Dr Fenton Howell, a public health specialist with the North Eastern Health Board, described the situation as "a mess".
"It is completely unacceptable to have non-medical people deciding on the transfer of patients," he said, in reference to the recent refusal by management at Peamount to allow the transfer of a Romanian immigrant with acute TB from the Mater Hospital to the TB unit at Peamount. The hospital subsequently reversed this decision and the man is now receiving treatment there for multidrug-resistant TB.
The absence of a national strategy for the control and management of infectious diseases such as TB means that the Republic will be the weakest link in the new EU centre for disease control which is due to become operational next year, the meeting heard. Dr Lelia Thornton, a public heath specialist with the Eastern Regional Health Authority, speaking on a motion urging the Department of Health to develop a national strategy, said infectious diseases continued to pose a significant risk to public health.

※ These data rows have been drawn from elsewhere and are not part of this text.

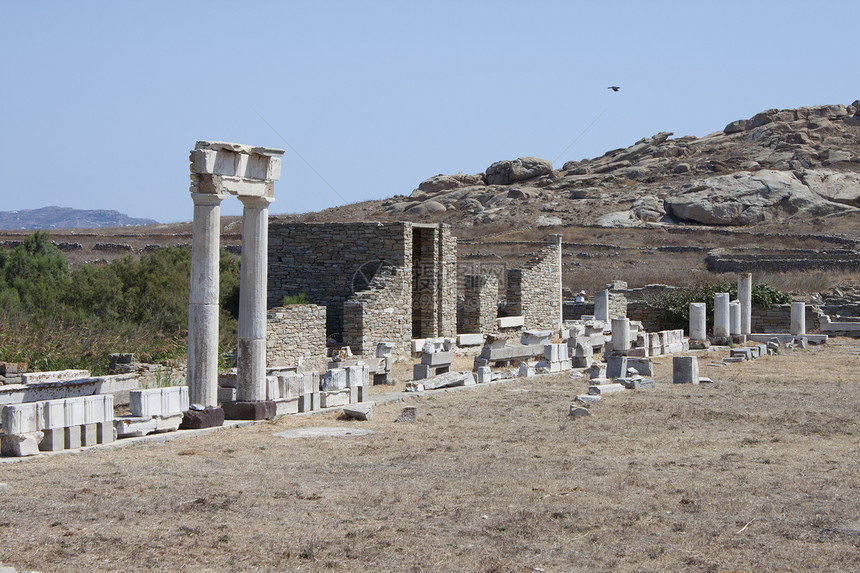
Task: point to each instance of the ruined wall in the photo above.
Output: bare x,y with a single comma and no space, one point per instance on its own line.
293,332
535,290
336,265
480,304
378,314
447,283
330,262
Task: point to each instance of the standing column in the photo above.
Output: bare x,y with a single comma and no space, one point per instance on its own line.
698,321
734,318
601,305
251,360
798,318
556,240
202,377
721,315
745,296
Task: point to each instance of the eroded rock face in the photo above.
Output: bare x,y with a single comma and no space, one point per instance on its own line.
746,198
507,172
776,165
837,186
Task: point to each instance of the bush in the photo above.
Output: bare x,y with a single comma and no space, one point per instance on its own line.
674,306
54,320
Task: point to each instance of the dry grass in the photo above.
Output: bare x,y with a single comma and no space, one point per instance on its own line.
758,471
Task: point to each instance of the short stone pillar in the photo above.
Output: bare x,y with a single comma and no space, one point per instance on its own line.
721,315
620,335
798,318
685,370
203,308
698,321
735,318
601,305
251,359
745,298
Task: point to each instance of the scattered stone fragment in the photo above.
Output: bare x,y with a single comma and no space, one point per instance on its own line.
199,419
685,370
601,389
360,411
578,411
407,414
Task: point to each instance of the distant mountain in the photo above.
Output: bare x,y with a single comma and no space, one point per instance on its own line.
67,218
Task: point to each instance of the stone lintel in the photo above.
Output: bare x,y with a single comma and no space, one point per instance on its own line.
219,184
245,164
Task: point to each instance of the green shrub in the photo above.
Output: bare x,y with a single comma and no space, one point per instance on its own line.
54,319
674,305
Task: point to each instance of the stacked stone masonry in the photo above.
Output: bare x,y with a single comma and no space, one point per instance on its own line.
378,281
480,304
296,333
534,292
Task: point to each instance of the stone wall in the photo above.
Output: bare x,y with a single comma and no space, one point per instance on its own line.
534,292
377,315
295,332
480,304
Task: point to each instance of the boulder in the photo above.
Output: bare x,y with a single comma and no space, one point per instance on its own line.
618,219
545,221
441,182
507,172
746,198
426,208
837,186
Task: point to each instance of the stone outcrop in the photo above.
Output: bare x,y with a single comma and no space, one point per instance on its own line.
775,166
746,198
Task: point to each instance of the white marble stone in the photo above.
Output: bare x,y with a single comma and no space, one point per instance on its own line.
745,298
203,307
734,317
721,315
798,318
620,334
601,305
698,321
251,360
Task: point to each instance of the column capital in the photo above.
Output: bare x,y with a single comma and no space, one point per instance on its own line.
208,198
255,201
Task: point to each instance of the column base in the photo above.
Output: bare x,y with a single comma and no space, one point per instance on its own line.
258,410
199,419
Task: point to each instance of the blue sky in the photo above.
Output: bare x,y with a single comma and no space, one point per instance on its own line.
101,101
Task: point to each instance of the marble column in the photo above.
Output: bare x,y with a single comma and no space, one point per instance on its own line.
698,321
721,315
601,305
620,335
734,318
203,309
251,360
745,297
556,240
798,318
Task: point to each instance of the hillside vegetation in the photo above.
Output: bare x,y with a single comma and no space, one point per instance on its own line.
54,318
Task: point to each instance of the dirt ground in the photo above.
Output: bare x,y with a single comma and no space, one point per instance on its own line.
758,471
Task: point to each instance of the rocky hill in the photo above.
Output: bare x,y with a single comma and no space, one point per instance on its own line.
67,218
777,166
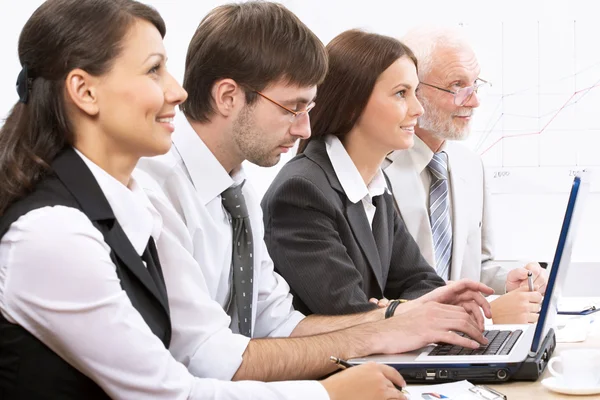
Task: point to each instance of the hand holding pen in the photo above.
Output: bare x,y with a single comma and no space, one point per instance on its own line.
531,275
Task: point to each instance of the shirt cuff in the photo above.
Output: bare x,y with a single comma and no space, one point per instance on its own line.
286,328
219,358
302,390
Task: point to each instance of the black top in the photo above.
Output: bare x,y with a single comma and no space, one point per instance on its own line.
28,368
323,245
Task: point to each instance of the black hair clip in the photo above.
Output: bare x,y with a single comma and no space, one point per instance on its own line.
24,84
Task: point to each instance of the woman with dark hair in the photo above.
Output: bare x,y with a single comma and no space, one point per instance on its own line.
84,310
330,222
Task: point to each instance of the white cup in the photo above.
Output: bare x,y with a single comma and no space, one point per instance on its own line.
580,367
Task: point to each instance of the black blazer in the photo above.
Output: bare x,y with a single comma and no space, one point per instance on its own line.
28,368
322,244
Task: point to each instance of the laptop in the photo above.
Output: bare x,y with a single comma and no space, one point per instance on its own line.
509,345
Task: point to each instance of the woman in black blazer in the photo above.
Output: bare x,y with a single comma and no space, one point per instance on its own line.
330,222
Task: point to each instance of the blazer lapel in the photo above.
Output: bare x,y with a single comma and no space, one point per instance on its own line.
460,213
355,212
80,181
410,197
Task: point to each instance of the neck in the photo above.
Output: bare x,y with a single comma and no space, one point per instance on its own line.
366,157
111,158
431,140
216,135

Supporting the motion, Dr Neil Brennan, consultant respiratory physician at the Mercy Hospital, Cork, said it was extraordinary to suggest the closure of the TB unit in Peamount before setting up alternative services in St James's Hospital and other centres in the Republic.
A full hearing into a request by the medical director and senior medical officer of Peamount, seeking to restrain the hospital from altering their conditions of employment, is scheduled to begin in the High Court today.